China’s President Xi Jinping has grand ambitions and is in a hurry to stamp his place in history. The country’s remarkable 18.3% rate of growth in the first quarter of 2021 over the same period in 2020 has clearly strengthened his hand. He said this week at the Boao Forum for Asia that “bossing others around and interfering in other countries’ internal affairs will not be well received”, which was widely seen as a criticism of the US.

But strong words will not alone be enough to persuade investors and trade to ditch the Dollar in favour of the Renminbi. Greater security regarding foreign investment in China — currently being tested in a Chinese court over the default by Peking University Founder Group (PUFG) of some $7 billion of bonds — is under scrutiny. Foreign bondholders have collectively taken on some $82 billion of China-issued debt backed by nothing more than “keepwell deeds”, a credit protection tool commonly used by Chinese companies issuing debt offshore. These deeds are used in offshore finance transactions, particularly those that use bonds relating to Chinese transactions. Keepwell deeds are used in around 16%, or $96 billion, of outstanding Chinese offshore bonds. The legal enforceability of such deeds is opaque.

Gold behind China’s CBDC?

If the digital Renminbi or CBDC is to truly present a challenge to the US Dollar as the world’s global reserve currency then it will have to overcome deep political and economic scepticism from Western investors as to China’s reliability as a partner.
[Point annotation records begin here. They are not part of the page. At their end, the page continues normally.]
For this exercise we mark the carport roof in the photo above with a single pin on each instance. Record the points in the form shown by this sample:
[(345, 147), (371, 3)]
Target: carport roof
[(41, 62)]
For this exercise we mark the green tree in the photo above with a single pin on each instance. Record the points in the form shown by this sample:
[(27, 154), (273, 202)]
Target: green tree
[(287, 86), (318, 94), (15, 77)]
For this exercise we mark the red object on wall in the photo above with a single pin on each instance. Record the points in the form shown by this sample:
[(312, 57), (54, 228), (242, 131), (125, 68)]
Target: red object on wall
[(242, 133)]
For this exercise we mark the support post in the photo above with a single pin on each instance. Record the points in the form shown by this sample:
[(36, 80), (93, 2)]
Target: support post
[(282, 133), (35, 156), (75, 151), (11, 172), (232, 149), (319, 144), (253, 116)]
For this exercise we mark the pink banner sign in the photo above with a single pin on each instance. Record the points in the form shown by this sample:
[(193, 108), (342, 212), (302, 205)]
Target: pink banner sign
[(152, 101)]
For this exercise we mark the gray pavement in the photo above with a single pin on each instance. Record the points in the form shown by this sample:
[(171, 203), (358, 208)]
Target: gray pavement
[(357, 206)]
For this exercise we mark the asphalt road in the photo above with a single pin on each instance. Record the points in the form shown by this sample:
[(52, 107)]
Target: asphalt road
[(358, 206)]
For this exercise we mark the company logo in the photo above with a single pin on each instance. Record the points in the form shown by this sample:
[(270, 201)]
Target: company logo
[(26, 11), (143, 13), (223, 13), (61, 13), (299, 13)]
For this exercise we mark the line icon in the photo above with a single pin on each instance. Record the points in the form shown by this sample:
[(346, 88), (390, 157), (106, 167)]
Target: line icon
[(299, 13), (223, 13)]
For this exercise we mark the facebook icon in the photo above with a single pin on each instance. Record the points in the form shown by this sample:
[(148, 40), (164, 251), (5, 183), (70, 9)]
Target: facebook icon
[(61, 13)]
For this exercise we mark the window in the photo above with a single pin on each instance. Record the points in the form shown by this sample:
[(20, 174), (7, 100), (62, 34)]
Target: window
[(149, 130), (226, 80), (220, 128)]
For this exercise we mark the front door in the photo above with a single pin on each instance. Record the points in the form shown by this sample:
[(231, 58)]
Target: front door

The momentum is moving in that direction, but erratically; the state clearly exerts the kind of interference in corporate life (such as last year’s block against the IPO of the massive Chinese company Ant Group) that private investors find discouraging. If all that ‘backs’ the digital Renminbi or CBDC is the word of the Chinese government, then it is unlikely to ever succeed in knocking the US Dollar off its perch.

But if something universally respected, trusted, and valued — such as gold — was declared by China to back its CBDC — that would be a very different prospect. Stranger things have happened. The implications would be deeply disruptive of the world’s financial system and would anger many policymakers in the West — but President Xi has proved time and again his indifference to such matters.